Bias Evaluation and Mitigation in Retrieval-Augmented Medical Question-Answering Systems
Journal:
arXiv
Published Date:
Mar 19, 2025
Abstract
Medical Question Answering systems based on Retrieval Augmented Generation is
promising for clinical decision support because they can integrate external
knowledge, thus reducing inaccuracies inherent in standalone large language
models (LLMs). However, these systems may unintentionally propagate or amplify
biases associated with sensitive demographic attributes like race, gender, and
socioeconomic factors.
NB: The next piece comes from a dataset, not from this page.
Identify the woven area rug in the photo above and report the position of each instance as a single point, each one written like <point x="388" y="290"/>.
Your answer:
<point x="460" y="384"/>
This study systematically evaluates demographic biases
within medical RAG pipelines across multiple QA benchmarks, including MedQA,
MedMCQA, MMLU, and EquityMedQA. We quantify disparities in retrieval
consistency and answer correctness by generating and analyzing queries
sensitive to demographic variations. We further implement and compare several
bias mitigation strategies to address identified biases, including Chain of
Thought reasoning, Counterfactual filtering, Adversarial prompt refinement, and
Majority Vote aggregation. Experimental results reveal significant demographic
disparities, highlighting that Majority Vote aggregation notably improves
accuracy and fairness metrics. Our findings underscore the critical need for
explicitly fairness-aware retrieval methods and prompt engineering strategies
to develop truly equitable medical QA systems.